1Department of Neurosurgery, Sheba Medical Center, Ramat-Gan, affiliated with Sackler Faculty of Medicine, Tel Aviv University, Tel Aviv.
2Arrow Program for Medical Research Education, Sheba Medical Center, Ramat-Gan; and.
Neurosurg Focus. 2023 Jun;54(6):E11. doi: 10.3171/2023.3.FOCUS2390.
Currently, CT is considered the gold standard for the diagnosis of ossification of the posterior longitudinal ligament (OPLL). The objective of this study was to develop artificial intelligence (AI) software and a validated model for the identification and representation of cervical OPLL (C-OPLL) on MRI, obviating the need for spine CT.

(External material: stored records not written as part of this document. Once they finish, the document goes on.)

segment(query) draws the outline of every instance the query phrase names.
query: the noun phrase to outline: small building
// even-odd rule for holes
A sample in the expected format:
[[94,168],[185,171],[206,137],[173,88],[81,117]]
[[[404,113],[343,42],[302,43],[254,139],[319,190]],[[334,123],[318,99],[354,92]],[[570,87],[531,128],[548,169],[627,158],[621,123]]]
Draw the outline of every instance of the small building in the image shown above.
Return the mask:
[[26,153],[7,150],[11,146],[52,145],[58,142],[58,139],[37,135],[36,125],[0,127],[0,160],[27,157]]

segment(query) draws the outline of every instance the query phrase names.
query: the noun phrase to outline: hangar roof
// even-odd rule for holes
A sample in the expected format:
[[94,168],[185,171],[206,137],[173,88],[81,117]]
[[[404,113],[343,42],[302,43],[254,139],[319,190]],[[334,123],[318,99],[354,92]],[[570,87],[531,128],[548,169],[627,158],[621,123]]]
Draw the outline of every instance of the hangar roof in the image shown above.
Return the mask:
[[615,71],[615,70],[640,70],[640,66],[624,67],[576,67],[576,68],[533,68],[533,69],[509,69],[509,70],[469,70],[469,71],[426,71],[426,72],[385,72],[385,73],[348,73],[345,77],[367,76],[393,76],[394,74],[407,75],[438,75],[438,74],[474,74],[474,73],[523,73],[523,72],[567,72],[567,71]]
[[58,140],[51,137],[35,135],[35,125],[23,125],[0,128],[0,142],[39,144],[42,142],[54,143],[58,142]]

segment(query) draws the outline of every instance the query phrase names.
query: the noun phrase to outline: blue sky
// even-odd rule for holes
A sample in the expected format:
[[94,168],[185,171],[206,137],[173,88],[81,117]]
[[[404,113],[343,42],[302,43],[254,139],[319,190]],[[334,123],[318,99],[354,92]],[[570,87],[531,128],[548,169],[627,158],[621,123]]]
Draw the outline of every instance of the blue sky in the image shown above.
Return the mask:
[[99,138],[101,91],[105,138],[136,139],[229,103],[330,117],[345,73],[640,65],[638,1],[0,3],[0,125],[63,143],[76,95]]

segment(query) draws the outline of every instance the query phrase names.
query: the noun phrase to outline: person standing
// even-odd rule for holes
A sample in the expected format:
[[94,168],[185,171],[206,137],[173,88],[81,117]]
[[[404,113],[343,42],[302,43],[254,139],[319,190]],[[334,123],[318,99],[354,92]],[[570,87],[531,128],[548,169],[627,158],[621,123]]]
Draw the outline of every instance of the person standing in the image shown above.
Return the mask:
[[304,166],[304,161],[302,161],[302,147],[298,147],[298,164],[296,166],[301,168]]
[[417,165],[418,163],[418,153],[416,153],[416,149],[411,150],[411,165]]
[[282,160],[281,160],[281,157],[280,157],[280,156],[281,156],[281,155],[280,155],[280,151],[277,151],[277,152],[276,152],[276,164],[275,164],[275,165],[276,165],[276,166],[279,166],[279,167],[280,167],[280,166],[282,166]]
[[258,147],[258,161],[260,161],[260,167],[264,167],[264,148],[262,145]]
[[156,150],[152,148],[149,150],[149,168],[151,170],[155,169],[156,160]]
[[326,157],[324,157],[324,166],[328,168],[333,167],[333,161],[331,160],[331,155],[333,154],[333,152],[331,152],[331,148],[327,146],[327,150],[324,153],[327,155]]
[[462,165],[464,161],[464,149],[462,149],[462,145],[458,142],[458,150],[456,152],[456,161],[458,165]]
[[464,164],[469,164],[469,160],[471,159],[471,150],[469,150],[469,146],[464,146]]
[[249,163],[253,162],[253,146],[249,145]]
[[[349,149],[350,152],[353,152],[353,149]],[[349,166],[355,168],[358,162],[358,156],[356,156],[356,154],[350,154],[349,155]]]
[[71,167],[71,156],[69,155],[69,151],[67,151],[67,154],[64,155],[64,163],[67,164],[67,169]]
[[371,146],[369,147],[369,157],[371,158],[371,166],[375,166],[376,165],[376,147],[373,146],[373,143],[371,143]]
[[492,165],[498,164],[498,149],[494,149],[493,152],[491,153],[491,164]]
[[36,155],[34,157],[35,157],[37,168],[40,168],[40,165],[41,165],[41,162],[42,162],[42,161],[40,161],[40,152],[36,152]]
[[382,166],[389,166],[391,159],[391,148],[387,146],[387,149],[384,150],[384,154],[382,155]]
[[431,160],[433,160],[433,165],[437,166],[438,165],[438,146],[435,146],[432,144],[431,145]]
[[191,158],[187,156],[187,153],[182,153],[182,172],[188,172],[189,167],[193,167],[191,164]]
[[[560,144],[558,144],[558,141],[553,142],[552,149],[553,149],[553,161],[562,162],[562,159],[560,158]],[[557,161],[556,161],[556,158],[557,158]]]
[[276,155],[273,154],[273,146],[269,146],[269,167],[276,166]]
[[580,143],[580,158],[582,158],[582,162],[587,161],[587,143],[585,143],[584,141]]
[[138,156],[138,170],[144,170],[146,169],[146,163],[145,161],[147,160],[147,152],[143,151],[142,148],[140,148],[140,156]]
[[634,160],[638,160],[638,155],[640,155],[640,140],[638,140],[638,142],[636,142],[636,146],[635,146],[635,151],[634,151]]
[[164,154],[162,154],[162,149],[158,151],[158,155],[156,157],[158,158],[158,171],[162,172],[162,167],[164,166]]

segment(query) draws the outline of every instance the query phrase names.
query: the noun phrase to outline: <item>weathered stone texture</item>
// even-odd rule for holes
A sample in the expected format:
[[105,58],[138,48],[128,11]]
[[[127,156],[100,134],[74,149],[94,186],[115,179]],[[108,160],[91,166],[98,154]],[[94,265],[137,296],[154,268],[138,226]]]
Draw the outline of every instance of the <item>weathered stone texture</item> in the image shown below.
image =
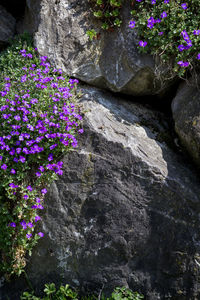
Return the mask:
[[39,53],[70,76],[131,95],[163,92],[168,84],[164,82],[161,88],[155,80],[153,58],[138,53],[136,32],[128,27],[128,5],[127,1],[122,10],[121,28],[90,41],[86,31],[100,25],[95,24],[88,1],[27,0],[21,31],[35,32]]
[[15,33],[15,18],[0,5],[0,46],[4,46]]
[[172,113],[182,144],[200,166],[200,90],[195,82],[182,83],[172,102]]
[[[127,285],[147,300],[199,299],[200,185],[158,141],[163,115],[94,88],[84,88],[81,105],[85,133],[50,187],[45,237],[28,259],[33,286]],[[11,299],[20,285],[12,282]]]

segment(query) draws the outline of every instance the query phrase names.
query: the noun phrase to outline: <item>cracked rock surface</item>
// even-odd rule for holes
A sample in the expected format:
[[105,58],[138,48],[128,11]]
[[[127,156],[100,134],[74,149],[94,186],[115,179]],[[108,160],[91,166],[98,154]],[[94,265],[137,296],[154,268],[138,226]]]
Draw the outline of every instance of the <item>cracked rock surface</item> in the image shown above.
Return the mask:
[[[130,3],[122,9],[123,25],[114,32],[101,32],[90,41],[86,32],[99,31],[89,1],[27,0],[21,31],[34,33],[41,55],[70,76],[96,87],[130,95],[162,94],[169,88],[162,82],[166,69],[153,57],[138,52],[138,37],[128,26]],[[158,72],[157,72],[157,71]]]
[[4,46],[15,33],[15,18],[0,5],[0,47]]
[[[80,99],[84,134],[45,200],[45,237],[27,258],[46,282],[83,292],[129,286],[148,300],[200,298],[200,185],[160,139],[161,113],[91,87]],[[22,279],[0,291],[17,299]]]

A retrospective evaluation was performed of consecutive imaging studies of all adult patients who underwent both cervical CT and MRI for any clinical indication within a span of 36 months (between January 2017 and July 2020) in a single tertiary-care referral hospital. C-OPLL was identified by a panel of neurosurgeons and a neuroradiologist. MATLAB software was then used to create an AI tool for the diagnosis of C-OPLL by using a convolutional neural network method to identify features on MR images. A reader study was performed to compare the performance of the AI model to that of the diagnostic panel using standard test performance metrics. Interobserver variability was assessed using Cohen's kappa score.
Nine hundred consecutive patients were found to be eligible for radiological evaluation, yielding 65 identified C-OPLL carriers. The AI model, utilizing MR images, was able to accurately segment the vertebral bodies, PLL, and discoligamentous complex, and detect C-OPLL carriers. The AI model identified 5 additional C-OPLL patients who were not initially detected. The performance of the MRI-based AI model resulted in a sensitivity of 85%, specificity of 98%, negative predictive value of 98%, and positive predictive value of 85%. The overall accuracy of the model was 98%, with a kappa score of 0.917.
The novel AI software developed in this study was highly specific for identifying C-OPLL on MRI, without the use of CT. This model may obviate the need for CT scans while maintaining adequate diagnostic accuracy. With further development, this MRI-based AI model has the potential to aid in the diagnosis of various spinal disorders and its automated layers may lay the foundation for MRI-specific diagnostic criteria for C-OPLL.
目前,计算机断层扫描(CT)被认为是诊断后纵韧带骨化(OPLL)的金标准。本研究的目的是开发人工智能(AI)软件和经过验证的模型,用于在 MRI 上识别和表示颈椎 OPLL(C-OPLL),从而无需进行脊柱 CT 检查。
对在一家三级转诊医院因任何临床指征在 36 个月内(2017 年 1 月至 2020 年 7 月)连续进行颈椎 CT 和 MRI 检查的所有成年患者的影像学研究进行回顾性评估。C-OPLL 由一组神经外科医生和神经放射科医生识别。然后使用 MATLAB 软件创建一个 AI 工具,使用卷积神经网络方法来识别 MRI 图像上的特征,以诊断 C-OPLL。通过使用标准测试性能指标,进行读者研究来比较 AI 模型和诊断小组的性能。使用 Cohen's kappa 评分评估观察者间的变异性。
发现 900 名连续患者符合放射学评估标准,其中 65 名被确定为 C-OPLL 携带者。AI 模型利用 MRI 图像能够准确地分割椎体、后纵韧带和椎间盘韧带复合体,并检测 C-OPLL 携带者。AI 模型还识别出了 5 名最初未被发现的 C-OPLL 患者。基于 MRI 的 AI 模型的性能产生了 85%的敏感性、98%的特异性、98%的阴性预测值和 85%的阳性预测值。该模型的总体准确性为 98%,kappa 评分为 0.917。
本研究开发的新型 AI 软件在 MRI 上识别 C-OPLL 的特异性很高,无需进行 CT 检查。该模型在保持足够诊断准确性的同时,可能无需进行 CT 扫描。随着进一步的发展,这种基于 MRI 的 AI 模型有可能辅助各种脊柱疾病的诊断,其自动分层可能为 C-OPLL 的 MRI 特定诊断标准奠定基础。